No one was more successful in dissolving the artificial boundary between missionary work and family history work than Wilford Woodruff, said Elder Cook. “Wilford Woodruff baptized over 2,000 people during his ministry. … His personal example was incredible. By the time he was 78 years old, 3,188 of his deceased relatives had been baptized vicariously and 2,518 had been endowed.”

Before discussing how missionaries can utilize family history, Elder Cook discussed the Church’s new booklet, My Family: Stories That Bring Us Together. Mission presidents had been asked to complete their own booklet before the seminar, he said.

Our purpose in doing this is to give you a spiritual foundation for sharing the spirit of Elijah with your missionaries. It is difficult to teach the spirit of Elijah unless you have felt the spirit of Elijah. …

“Today we have the doctrine, we have the technology, we have the temples to accomplish this glorious work of salvation.“

Elder Cook said missionaries need to understand that they are ward and branch builders. A secondary objective is to help missionaries find fulfillment, meaning, and powerful personal conversions, he added.

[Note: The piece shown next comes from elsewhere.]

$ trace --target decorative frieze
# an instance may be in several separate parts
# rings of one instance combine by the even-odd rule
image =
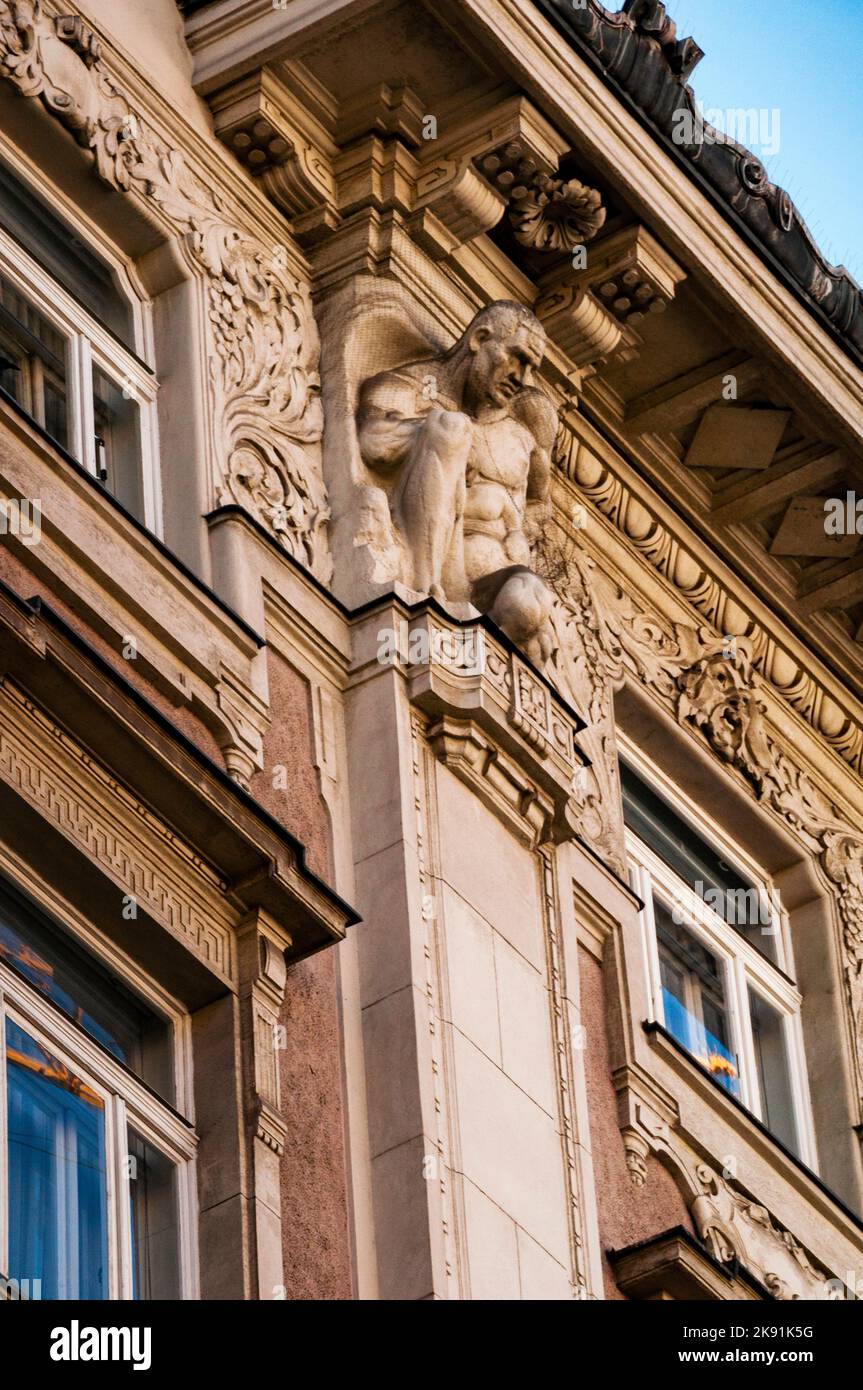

Preach My Gospel specifically recommends that family history is very effective in all aspects of missionary work. Given the ultimate goal, it is especially important for continuing from baptism to baptism for the dead to their own endowment and other essential ordinances.

“There is absolutely no question that family history can be effectively utilized for new converts and for many of the less active. People typically have spiritual feelings as they go to the temple.”

He said, “Missionaries can and should assist with family history training for new converts in preparation for baptisms for the dead and ultimately their own endowment.

“This training is also an excellent forum for missionaries to work with less-active members who have been assigned by the ward council.”

In many missions, family history can also be used as a primary finding effort by the missionaries. It is easy to start conversations using family history. The spirit of Elijah has prepared many people to respond. After the initial conversation, missionaries can transition to a gospel discussion.

Teaching the plan of salvation can be especially effective as the doctrinal stepping-stone from family history to the Preach My Gospel lessons, he said.

“The plan of salvation message resonates with Heavenly Father’s children. They feel an echo from the past with respect to premortal existence, and many already believe that families will be reunited after death. The Holy Ghost bears witness to the eternal nature of the family and changes and turns hearts.”